COPD Asthma Clinical Trial
Official title:
Investigating the Role of Gas Flow in Transnasal Pulmonary Aerosol Delivery Via Nasal Cannula: A Double-blinded, Randomized Controlled Trial
Aerosol delivery via nasal cannula has gained increasing popularity, due to its combined benefits from aerosolized medication and heated warm oxygen therapy. In our previous in vitro study, we investigated the effects of the ratio of nasal cannula gas flow to subject's peak inspiratory flow (GF: IF) on the aerosol lung deposition, and we found that aerosol deposition in lung increased as the GF: IF decreased with an optimal GF: IF between 0.1 to 0.5 producing a stable "lung" deposition in both quiet and distress breathing. Thus we aimed to further validate such an optimal GF: IF in patients with reversible airflow limitations by the delivery of bronchodilators. Adult COPD or asthma patients who met ATS/ERS criteria for bronchodilator response in pulmonary function lab will be recruited and consented. After a washout period (1-3 days), patients will receive an escalating doubling dosage (0.5, 1, 2, and 4mg) of albuterol in total volume of 2mL, delivered by mesh nebulizer via nasal cannula. Patients will be randomly assigned to inhale bronchodilator into 3 group using different flows: 50 L/min,GF: IF = 1.0, and GF: IF = 0.5.

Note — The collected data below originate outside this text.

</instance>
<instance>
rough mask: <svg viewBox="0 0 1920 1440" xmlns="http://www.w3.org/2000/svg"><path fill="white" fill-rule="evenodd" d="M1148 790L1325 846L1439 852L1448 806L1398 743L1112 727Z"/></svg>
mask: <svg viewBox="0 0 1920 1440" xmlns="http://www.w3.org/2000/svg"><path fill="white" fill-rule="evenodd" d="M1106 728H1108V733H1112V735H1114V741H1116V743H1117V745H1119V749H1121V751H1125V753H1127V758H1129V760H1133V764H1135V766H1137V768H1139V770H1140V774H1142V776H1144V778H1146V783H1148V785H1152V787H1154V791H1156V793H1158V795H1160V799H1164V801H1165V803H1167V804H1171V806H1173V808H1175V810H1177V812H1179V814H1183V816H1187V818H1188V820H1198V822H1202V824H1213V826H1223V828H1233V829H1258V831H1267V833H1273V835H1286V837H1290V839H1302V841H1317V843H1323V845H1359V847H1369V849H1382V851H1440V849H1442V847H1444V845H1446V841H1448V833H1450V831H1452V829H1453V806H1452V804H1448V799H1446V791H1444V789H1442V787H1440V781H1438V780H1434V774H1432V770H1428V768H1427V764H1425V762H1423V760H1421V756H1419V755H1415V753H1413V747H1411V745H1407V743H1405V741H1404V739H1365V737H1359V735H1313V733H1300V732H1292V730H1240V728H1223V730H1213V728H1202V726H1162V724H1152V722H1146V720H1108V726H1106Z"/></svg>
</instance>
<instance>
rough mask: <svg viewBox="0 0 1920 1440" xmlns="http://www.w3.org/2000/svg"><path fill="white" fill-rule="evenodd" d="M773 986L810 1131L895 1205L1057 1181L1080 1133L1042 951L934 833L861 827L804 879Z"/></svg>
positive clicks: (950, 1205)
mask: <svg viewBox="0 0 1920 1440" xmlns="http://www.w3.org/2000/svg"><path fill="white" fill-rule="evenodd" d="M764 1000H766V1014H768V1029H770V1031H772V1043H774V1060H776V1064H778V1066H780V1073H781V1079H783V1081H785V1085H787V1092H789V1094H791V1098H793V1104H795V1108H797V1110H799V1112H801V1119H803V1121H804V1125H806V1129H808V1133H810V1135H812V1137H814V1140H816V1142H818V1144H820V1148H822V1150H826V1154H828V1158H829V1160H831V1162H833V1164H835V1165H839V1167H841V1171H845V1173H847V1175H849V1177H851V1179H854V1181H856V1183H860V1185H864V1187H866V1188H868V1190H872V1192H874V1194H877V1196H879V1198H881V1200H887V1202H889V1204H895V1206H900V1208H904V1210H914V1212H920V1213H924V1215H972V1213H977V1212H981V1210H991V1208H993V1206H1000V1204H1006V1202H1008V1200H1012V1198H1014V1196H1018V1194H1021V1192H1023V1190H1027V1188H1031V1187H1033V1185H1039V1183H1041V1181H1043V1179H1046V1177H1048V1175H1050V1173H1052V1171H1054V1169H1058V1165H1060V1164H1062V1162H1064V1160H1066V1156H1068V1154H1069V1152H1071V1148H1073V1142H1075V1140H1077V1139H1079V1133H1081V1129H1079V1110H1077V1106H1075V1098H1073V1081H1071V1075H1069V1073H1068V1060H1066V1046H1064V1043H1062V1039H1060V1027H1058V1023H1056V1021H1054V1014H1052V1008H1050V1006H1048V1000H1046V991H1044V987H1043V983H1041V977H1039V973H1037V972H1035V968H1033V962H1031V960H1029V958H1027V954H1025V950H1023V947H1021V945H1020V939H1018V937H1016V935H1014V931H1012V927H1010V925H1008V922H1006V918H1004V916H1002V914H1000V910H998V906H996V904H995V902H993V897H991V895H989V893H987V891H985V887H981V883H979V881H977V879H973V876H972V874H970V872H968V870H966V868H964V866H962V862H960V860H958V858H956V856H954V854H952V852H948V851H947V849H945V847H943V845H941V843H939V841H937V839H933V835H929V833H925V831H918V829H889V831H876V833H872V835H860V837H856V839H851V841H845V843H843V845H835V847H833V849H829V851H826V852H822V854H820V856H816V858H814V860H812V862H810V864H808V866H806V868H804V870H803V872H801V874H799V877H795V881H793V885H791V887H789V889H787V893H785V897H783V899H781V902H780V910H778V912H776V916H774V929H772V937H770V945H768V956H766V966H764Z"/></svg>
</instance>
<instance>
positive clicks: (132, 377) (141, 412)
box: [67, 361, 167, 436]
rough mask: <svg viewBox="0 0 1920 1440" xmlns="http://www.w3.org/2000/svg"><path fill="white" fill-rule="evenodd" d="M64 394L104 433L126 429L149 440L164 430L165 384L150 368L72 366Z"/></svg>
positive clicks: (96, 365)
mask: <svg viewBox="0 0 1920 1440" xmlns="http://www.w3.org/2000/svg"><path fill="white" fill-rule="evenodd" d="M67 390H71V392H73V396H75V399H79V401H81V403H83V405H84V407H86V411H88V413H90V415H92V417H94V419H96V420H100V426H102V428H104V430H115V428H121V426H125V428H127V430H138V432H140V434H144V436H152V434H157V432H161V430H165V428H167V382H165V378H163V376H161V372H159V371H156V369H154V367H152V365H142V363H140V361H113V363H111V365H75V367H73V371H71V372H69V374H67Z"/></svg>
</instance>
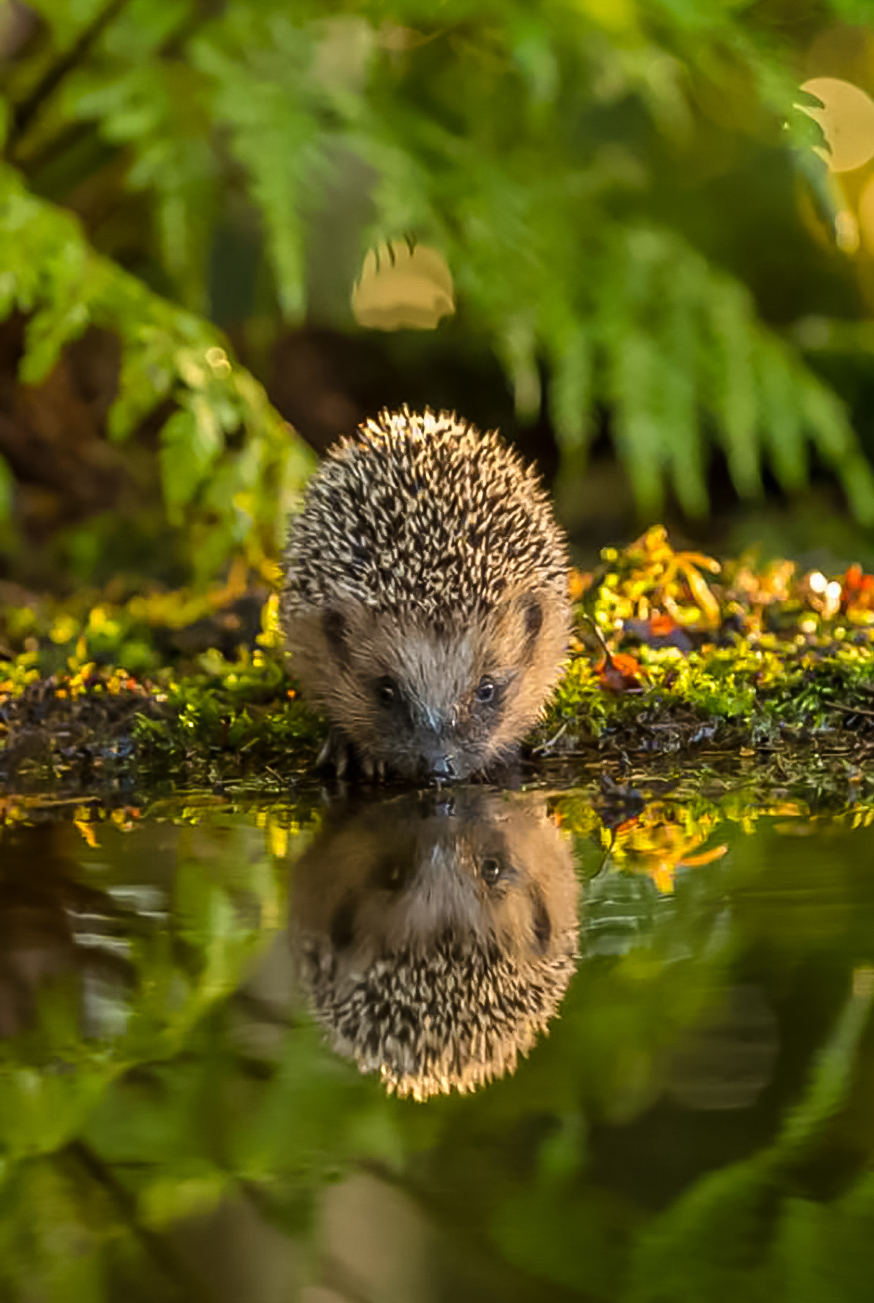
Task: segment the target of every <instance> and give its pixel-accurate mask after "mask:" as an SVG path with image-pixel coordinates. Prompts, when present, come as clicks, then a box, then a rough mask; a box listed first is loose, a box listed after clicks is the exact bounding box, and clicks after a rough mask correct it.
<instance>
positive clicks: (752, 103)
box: [0, 0, 874, 577]
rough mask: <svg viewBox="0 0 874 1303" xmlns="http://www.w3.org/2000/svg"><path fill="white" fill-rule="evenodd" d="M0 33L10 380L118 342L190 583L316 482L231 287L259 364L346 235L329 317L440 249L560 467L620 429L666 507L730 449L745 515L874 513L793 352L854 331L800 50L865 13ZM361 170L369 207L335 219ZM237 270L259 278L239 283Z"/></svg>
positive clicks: (468, 17) (251, 338)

Introduction Both in vitro and in vivo radiolabeled studies on nebulization via high flow
nasal cannula (HFNC) showed that aerosol lung deposition decreased with the increasing nasal
cannula gas flow, which, however, was not observed in patients with distressed breathing. In
our previous in vitro study, we investigated the effects of the ratio of nasal cannula gas
flow to subject's peak inspiratory flow (GF: IF) on the aerosol lung deposition, and we found
that aerosol deposition in lung increased as the GF: IF decreased with an optimal GF: IF
between 0.1 to 0.5 producing a stable "lung" deposition in both quiet and distress breathing.
Thus we aimed to further validate such an optimal GF: IF in patients with reversible airflow
limitations by the delivery of bronchodilators.
Methods and analysis COPD and asthma patients with positive response to four actuations of
albuterol via metered dose inhaler (MDI) and valved holding chamber (VHC) will be enrolled
and consented in the study. After a washout period (1-3 days), patients will be randomly
assigned to three groups with different nasal cannula gas flow: 50L/min, GF: IF = 1.0, and
GF: IF = 0.5. In each treatment arm, patients will firstly receive saline, then followed by
an escalating doubling dosages (0.5, 1, 2, and 4mg) of albuterol in a total volume of 2mL,
delivered by mesh nebulizer (VMN, Aerogen, Ireland) via heated nasal cannula at 37℃. An
interval of 30 min will be maintained between two doses of albuterol, and pulmonary
spirometry will be measured at baseline and after each dose. Titration will be terminated
when an additional FEV1 improvement was < 5%.